Sanitized email on register forms

renzon · renzon · commit 5147aaf358d4 · 2020-02-21T10:24:23.000-03:00
Missing existing email sanitizing part of #1694
diff --git a/pythonpro/conftest.py b/pythonpro/conftest.py
@@ -20,6 +20,8 @@ def client_with_user(client, django_user_model, logged_user):
 @pytest.fixture
 def logged_user(django_user_model):
     logged_user = mommy.make(django_user_model)
+    logged_user.email = logged_user.email.lower()
+    logged_user.save()
     return logged_user
 
 
diff --git a/pythonpro/core/forms.py b/pythonpro/core/forms.py
@@ -9,7 +9,15 @@
 from pythonpro.core.models import User
 
 
-class UserEmailForm(ModelForm):
+class NormalizeEmailMixin:
+    def _normalize_email(self):
+        self.data = dict(self.data.items())
+        email = self.data.get('email')
+        if email is not None:
+            self.data['email'] = email.lower()
+
+
+class UserEmailForm(ModelForm, NormalizeEmailMixin):
     current_password = CharField(label=_("Password"), strip=False, required=True)
 
     class Meta:
@@ -19,6 +27,7 @@ class Meta:
     def __init__(self, *args, **kwargs):
         self.user = kwargs.pop('user')
         super().__init__(*args, **kwargs)
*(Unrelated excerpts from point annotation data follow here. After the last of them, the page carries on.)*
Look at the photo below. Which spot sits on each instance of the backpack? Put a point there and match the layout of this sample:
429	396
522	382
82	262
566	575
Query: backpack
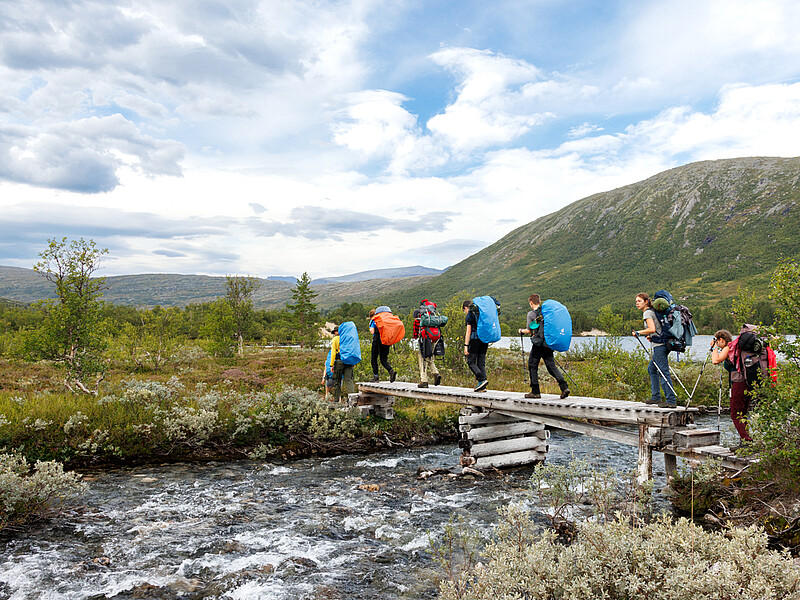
677	327
488	309
430	321
557	325
390	327
349	346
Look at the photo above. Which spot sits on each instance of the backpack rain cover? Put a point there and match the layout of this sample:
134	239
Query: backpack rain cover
488	329
557	325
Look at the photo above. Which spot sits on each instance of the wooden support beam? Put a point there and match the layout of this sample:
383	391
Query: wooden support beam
493	432
507	446
513	459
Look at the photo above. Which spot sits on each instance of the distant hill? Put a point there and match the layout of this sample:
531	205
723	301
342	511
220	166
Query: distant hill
167	289
699	231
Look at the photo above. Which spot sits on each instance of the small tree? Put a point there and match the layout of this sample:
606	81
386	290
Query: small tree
240	298
304	311
73	330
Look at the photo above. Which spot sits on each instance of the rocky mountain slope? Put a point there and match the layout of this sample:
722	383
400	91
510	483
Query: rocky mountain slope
699	231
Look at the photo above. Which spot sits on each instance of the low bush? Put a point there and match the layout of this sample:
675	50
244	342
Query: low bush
663	560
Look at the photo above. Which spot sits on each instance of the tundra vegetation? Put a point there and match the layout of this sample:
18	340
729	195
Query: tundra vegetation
84	383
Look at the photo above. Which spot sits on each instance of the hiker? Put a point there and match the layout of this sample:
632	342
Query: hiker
327	377
720	350
749	361
540	350
428	337
379	349
659	363
475	349
342	373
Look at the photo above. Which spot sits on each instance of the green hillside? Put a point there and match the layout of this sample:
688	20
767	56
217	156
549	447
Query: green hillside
698	230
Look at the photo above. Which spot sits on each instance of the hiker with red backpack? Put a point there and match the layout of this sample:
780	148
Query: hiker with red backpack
658	368
750	362
426	329
540	351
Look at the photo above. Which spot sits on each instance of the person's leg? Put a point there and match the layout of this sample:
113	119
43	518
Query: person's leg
384	354
533	370
423	364
481	363
739	408
661	357
555	372
338	368
349	384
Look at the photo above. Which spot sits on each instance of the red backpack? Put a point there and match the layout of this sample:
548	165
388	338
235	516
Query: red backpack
390	328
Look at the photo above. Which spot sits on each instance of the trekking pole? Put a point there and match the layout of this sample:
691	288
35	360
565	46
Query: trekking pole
646	349
563	370
698	379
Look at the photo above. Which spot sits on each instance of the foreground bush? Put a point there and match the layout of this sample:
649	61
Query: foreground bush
663	560
28	494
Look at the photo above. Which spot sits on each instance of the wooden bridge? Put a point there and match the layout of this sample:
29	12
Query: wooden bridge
501	428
+        self._normalize_email()
 
     def clean(self):
         cleaned_data = super().clean()
@@ -27,7 +36,7 @@ def clean(self):
         return cleaned_data
 
 
-class UserSignupForm(UserCreationForm):
+class UserSignupForm(UserCreationForm, NormalizeEmailMixin):
     class Meta:
         model = User
         fields = ('first_name', 'email', 'source')
@@ -44,6 +53,7 @@ def __init__(self, *args, **kwargs):
             self._set_passwords(dct)
             args = (ChainMap(query_dict, dct), *args[1:])
         super().__init__(*args, **kwargs)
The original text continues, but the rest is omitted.